Mayor Bowser proposes delaying and limiting DC’s PLA requirement
Taking a stand for the responsible stewardship of public dollars.
Yesterday, Mayor Muriel Bowser released her Fiscal Year 2026 budget proposal. In her budget, the Mayor is proposing to delay the city’s requirement that certain District-funded construction projects include a Project Labor Agreement (PLA) until 2032. Currently, District-funded construction contracts over $50 million in value require a PLA. The D.C. Council reduced the cost threshold for this requirement from $75 million to $50 million last year. In addition to a six-year delay, however, the Mayor is also proposing to increase the cost trigger for the PLA requirement to construction contracts of $100 million or more when the requirement takes effect again in FY 2032. This will further limit the number of projects covered by the mandate.
In proposing this subtitle, the Mayor has taken a stand for the responsible stewardship of public resources. The subtitle will save District taxpayers tens of millions of dollars by postponing and limiting the use of PLAs on District projects. The Mayor’s proposal is part of an emerging trend among Democratic Executives. Recently, California Governor Gavin Newsom and Maine Governor Janet Mills vetoed PLA mandates over the issues of cost and local business participation.
The independent, peer-reviewed research on PLA costs is clear – PLAs dramatically reduce bid competition and that dramatically inflates project costs, crowding out public benefits that could have otherwise been achieved with the same level of taxpayer investment.
For example, in 2021 and 2024, the RAND Corporation’s Center on Housing and Homelessness examined the impact of PLAs on the construction of affordable housing in Los Angeles. RAND is a highly respected, non-profit, and non-patisan research organization that is committed to the public interest. RAND’s seminal studies on PLA costs used data from Proposition HHH, a voter-approved effort to invest $1 billion towards the construction of 10,000 units of affordable housing. Prior to implementation, however, the Los Angeles City Council mandated a PLA for a portion of the units constructed.
“A simple rule of thumb is that the use of a PLA incurs a cost equal to 1 of every 5 affordable housing units that could be produced through funding programs without a PLA”
Using regression analysis to hold other factors constant, the authors concluded that a PLA requirement adds 21% to the cost of an affordable unit and adds 27% to the time it takes to complete the unit. The authors wrote that, “A simple rule of thumb is that the use of a PLA incurs a cost equal to 1 of every 5 affordable housing units that could be produced through funding programs without a PLA.” That means that the decision to impose a PLA on affordable housing projects deprives taxpayers of 20 affordable housing units for every 100 units they pay for.

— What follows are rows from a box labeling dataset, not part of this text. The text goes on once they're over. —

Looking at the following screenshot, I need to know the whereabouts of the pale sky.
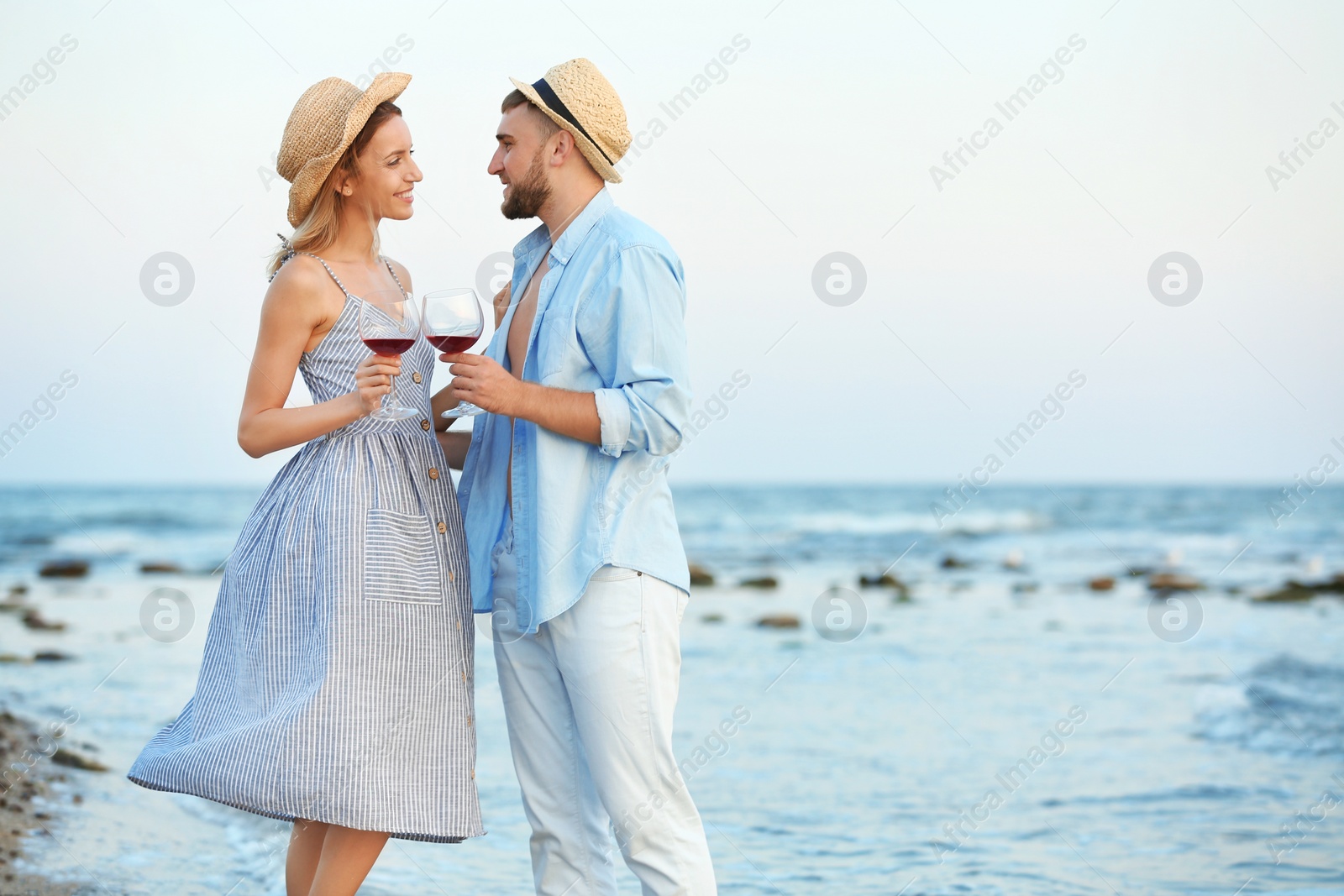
[0,0,1344,485]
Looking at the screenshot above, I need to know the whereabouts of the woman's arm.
[238,258,401,457]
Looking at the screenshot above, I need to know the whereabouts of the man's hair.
[500,90,560,143]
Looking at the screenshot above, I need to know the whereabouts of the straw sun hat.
[511,59,630,184]
[276,71,412,227]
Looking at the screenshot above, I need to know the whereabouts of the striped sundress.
[126,255,486,842]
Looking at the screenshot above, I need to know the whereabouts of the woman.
[128,72,484,896]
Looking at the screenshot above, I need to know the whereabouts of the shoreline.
[0,705,86,896]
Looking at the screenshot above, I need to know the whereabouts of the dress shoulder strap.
[270,237,406,298]
[381,255,406,296]
[270,233,352,298]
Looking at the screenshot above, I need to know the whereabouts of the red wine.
[425,336,480,354]
[365,338,415,354]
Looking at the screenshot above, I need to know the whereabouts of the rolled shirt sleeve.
[578,244,690,457]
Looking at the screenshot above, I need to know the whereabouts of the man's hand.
[438,354,602,445]
[438,354,522,417]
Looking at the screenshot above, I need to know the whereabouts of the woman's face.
[345,116,422,220]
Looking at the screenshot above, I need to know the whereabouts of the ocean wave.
[1196,654,1344,757]
[781,511,1053,535]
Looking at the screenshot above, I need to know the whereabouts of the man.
[442,59,717,896]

It’s simple. With a PLA, taxpayers pay more to get less. Kudos to Mayor Bowser for putting a temporary stop to these wasteful requirements.
What happens now?
The Mayor’s budget proposal is now before the D.C. Council, specifically under the purview of the Committee on Public Works and Operations, chaired by Councilmember Brianne Nadeau (Ward 1). The Council could still reverse the Mayor’s proposal when it is scheduled to vote on the budget in late July. This is why it’s critical for the construction industry to weigh-in in favor of the Mayor’s proposal.
The budget hearing for the Office of Contracting and Procurement, the agency that administers the District’s procurement law, is scheduled for Monday, June 2 at 9:00 a.m.